The simplest approach is to use Optim.jl. Here is an example code (it was not optimized for speed, but it should show you how you can handle the problem):
using Distributions, Optim
# generate some sample data
true_d = MvNormal([1.0, 0.0], [2.0 1.0; 1.0 3.0])
const xr = -3:0.1:3
const yr = -3:0.1:3
const s = 5.0
const m = [s * pdf(true_d, [x, y]) for x in xr, y in yr]
decode(x) = (mu=x[1:2], sig=[x[3] x[4]; x[4] x[5]], s=x[6])
function objective(x)
mu, sig, s = decode(x)
try # sig might be infeasible so we have to handle this case
est_d = MvNormal(mu, sig)
ref_m = [s * pdf(est_d, [x, y]) for x in xr, y in yr]
sum((a-b)^2 for (a,b) in zip(ref_m, m))
catch
sum(m)
end
end
# test for an example starting point
result = optimize(objective, [1.0, 0.0, 1.0, 0.0, 1.0, 1.0])
decode(result.minimizer)
Alternatively you could use constrained optimization e.g. like this:
using Distributions, JuMP, NLopt
true_d = MvNormal([1.0, 0.0], [2.0 1.0; 1.0 3.0])
const xr = -3:0.1:3
const yr = -3:0.1:3
const s = 5.0
const Z = [s * pdf(true_d, [x, y]) for x in xr, y in yr]
m = Model(solver=NLoptSolver(algorithm=:LD_MMA))
#variable(m, m1)
#variable(m, m2)
#variable(m, sig11 >= 0.001)
#variable(m, sig12)
#variable(m, sig22 >= 0.001)
#variable(m, sc >= 0.001)
function obj(m1, m2, sig11, sig12, sig22, sc)
est_d = MvNormal([m1, m2], [sig11 sig12; sig12 sig22])
ref_Z = [sc * pdf(est_d, [x, y]) for x in xr, y in yr]
sum((a-b)^2 for (a,b) in zip(ref_Z, Z))
end
JuMP.register(m, :obj, 6, obj, autodiff=true)
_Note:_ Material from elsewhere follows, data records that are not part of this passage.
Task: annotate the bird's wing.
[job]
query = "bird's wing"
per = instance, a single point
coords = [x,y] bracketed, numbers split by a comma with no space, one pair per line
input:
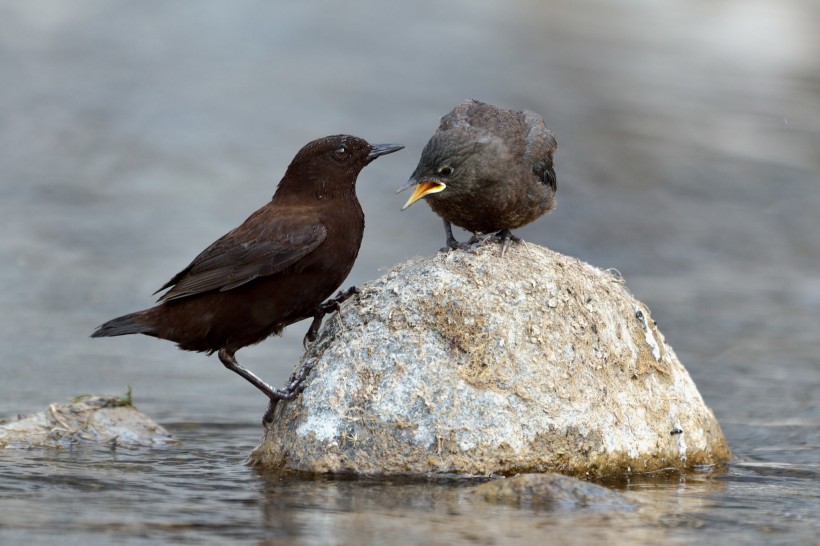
[540,146]
[263,245]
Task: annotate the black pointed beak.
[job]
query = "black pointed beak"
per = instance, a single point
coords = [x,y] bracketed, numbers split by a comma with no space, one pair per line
[377,150]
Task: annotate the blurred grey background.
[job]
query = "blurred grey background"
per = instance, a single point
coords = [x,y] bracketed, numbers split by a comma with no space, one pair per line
[133,134]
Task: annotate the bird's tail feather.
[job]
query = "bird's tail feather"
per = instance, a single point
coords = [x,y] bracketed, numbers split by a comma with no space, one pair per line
[124,325]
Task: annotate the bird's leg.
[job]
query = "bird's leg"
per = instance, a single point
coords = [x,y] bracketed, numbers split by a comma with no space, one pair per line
[506,236]
[452,243]
[295,385]
[333,304]
[293,388]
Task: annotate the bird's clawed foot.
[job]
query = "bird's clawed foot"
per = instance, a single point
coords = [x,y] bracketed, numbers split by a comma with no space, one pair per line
[505,237]
[331,305]
[294,387]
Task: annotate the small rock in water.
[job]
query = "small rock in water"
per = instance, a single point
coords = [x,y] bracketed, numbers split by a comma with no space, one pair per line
[471,363]
[108,420]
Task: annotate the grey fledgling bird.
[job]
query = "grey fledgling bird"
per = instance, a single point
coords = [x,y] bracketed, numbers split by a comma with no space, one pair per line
[487,170]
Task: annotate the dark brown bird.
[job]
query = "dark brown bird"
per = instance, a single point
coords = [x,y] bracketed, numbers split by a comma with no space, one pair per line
[487,170]
[273,270]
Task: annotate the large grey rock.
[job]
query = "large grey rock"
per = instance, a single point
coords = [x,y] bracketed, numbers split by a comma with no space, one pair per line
[473,363]
[107,420]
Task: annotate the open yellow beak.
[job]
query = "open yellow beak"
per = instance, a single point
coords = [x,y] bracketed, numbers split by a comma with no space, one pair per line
[423,188]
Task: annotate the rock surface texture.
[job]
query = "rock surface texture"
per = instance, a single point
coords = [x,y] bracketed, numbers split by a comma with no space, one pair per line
[470,363]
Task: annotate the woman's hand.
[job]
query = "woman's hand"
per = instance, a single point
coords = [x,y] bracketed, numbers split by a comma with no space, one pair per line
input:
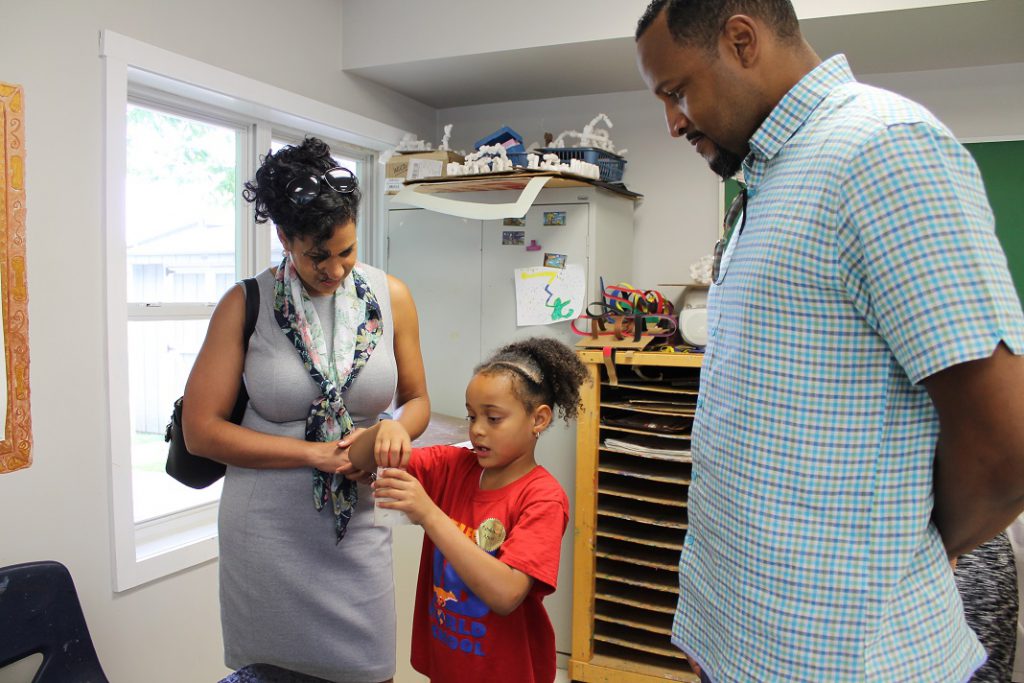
[393,445]
[332,457]
[407,495]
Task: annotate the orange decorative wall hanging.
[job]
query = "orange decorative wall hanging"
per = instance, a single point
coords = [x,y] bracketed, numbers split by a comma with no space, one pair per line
[15,449]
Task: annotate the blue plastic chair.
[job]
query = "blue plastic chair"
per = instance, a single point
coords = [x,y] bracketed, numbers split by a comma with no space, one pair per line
[40,613]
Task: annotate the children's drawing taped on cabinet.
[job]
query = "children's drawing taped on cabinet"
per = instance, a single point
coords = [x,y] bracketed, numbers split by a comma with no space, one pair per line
[461,272]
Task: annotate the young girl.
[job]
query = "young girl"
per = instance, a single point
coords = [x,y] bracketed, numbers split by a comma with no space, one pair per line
[494,520]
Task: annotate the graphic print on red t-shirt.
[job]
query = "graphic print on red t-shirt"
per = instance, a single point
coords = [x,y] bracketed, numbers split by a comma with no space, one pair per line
[456,637]
[457,619]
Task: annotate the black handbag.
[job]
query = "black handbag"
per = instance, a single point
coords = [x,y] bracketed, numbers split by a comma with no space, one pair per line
[197,471]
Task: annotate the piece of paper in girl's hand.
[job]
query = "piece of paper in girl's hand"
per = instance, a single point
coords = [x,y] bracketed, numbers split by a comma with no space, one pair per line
[384,516]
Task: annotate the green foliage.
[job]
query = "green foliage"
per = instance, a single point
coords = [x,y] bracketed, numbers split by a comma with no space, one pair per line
[185,158]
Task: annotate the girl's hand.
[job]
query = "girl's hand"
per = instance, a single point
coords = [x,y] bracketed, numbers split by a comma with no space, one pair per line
[407,495]
[393,445]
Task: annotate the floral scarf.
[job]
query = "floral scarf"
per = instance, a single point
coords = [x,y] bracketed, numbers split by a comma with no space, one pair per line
[357,328]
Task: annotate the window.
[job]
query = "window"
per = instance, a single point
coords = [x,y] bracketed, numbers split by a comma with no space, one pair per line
[356,166]
[181,137]
[181,223]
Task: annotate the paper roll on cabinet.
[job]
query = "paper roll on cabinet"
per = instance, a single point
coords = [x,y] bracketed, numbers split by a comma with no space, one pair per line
[633,475]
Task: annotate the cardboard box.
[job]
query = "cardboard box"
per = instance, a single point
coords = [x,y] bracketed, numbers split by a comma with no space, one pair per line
[416,166]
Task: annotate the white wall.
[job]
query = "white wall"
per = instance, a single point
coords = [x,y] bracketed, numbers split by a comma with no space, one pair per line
[59,508]
[677,220]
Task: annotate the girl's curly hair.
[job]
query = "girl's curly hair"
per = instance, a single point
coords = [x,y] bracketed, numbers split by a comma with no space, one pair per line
[315,219]
[543,371]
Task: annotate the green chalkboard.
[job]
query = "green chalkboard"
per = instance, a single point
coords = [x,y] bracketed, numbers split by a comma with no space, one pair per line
[1001,167]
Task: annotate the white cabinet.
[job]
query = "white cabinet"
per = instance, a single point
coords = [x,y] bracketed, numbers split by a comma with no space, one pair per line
[460,272]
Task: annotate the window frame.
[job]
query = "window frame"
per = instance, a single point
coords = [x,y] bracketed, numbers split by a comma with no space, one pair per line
[137,72]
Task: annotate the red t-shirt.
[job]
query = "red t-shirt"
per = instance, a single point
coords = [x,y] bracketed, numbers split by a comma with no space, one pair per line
[455,635]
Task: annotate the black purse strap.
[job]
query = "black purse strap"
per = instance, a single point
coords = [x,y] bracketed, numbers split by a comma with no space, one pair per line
[252,314]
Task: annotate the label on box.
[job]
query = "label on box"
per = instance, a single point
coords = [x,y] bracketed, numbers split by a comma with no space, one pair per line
[424,168]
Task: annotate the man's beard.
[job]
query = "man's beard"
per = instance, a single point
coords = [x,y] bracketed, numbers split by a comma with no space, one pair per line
[725,164]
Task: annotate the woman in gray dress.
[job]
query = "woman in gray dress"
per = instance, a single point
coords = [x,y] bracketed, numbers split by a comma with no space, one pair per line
[305,579]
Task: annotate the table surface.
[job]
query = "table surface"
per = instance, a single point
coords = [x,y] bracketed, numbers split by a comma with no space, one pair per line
[443,429]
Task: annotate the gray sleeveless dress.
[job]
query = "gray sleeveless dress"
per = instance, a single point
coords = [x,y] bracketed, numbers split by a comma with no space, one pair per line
[289,595]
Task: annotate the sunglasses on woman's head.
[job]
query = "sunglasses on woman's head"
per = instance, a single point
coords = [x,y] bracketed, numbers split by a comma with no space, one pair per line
[304,188]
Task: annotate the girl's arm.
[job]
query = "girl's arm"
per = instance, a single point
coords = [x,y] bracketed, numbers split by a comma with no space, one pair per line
[498,585]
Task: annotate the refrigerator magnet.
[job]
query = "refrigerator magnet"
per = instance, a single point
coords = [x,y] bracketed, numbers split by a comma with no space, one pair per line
[554,217]
[554,260]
#NLobjective(m, Min, obj(m1, m2, sig11, sig12, sig22, sc))
#NLconstraint(m, sig12*sig12 + 0.001 <= sig11*sig22)
setvalue(m1, 0.0)
setvalue(m2, 0.0)
setvalue(sig11, 1.0)
setvalue(sig12, 0.0)
setvalue(sig22, 1.0)
setvalue(sc, 1.0)
status = solve(m)
getvalue.([m1, m2, sig11, sig12, sig22, sc])
In principle, you have a loss function
loss(μ, Σ) = sum(dist(Z[i,j], N([x(i), y(j)], μ, Σ)) for i in Ri, j in Rj)
where x and y convert your indices to points on the axes (for which you need to know the grid distance and offset positions), and Ri and Rj the ranges of the indices. dist is the distance measure you use, eg. squared difference.
You should be able to pass this into an optimizer by packing μ and Σ into a single vector:
pack(μ, Σ) = [μ; vec(Σ)]
unpack(v) = #views v[1:N], reshape(v[N+1:end], N, N)
loss_packed(v) = loss(unpack(v)...)
where in your case N = 2. (Maybe the unpacking deserves some optimization to get rid of unnecessary copying.)
Another thing is that we have to ensure that Σ is positive semidifinite (and hence also symmetric). One way to do that is to parametrize the packed loss function differently, and optimize over some lower triangular matrix L, such that Σ = L * L'. In the case N = 2, we can write this as
unpack(v) = v[1:2], LowerTriangular([v[3] zero(v[3]); v[4] v[5]])
loss_packed(v) = let (μ, L) = unpack(v)
loss(μ, L * L')
end
(This is of course prone to further optimization, such as expanding the multiplication directly in to loss). A different way is to specify the condition as constraints into the optimizer.
For the optimzer to work you probably have to get the derivative of loss_packed. Either have to find the manually calculate it (by a good choice of dist), or maybe more easily by using a log transformation (if you're lucky, you find a way to reduce it to a linear problem...). Alternatively you could try to find an optimizer that does automatic differentiation.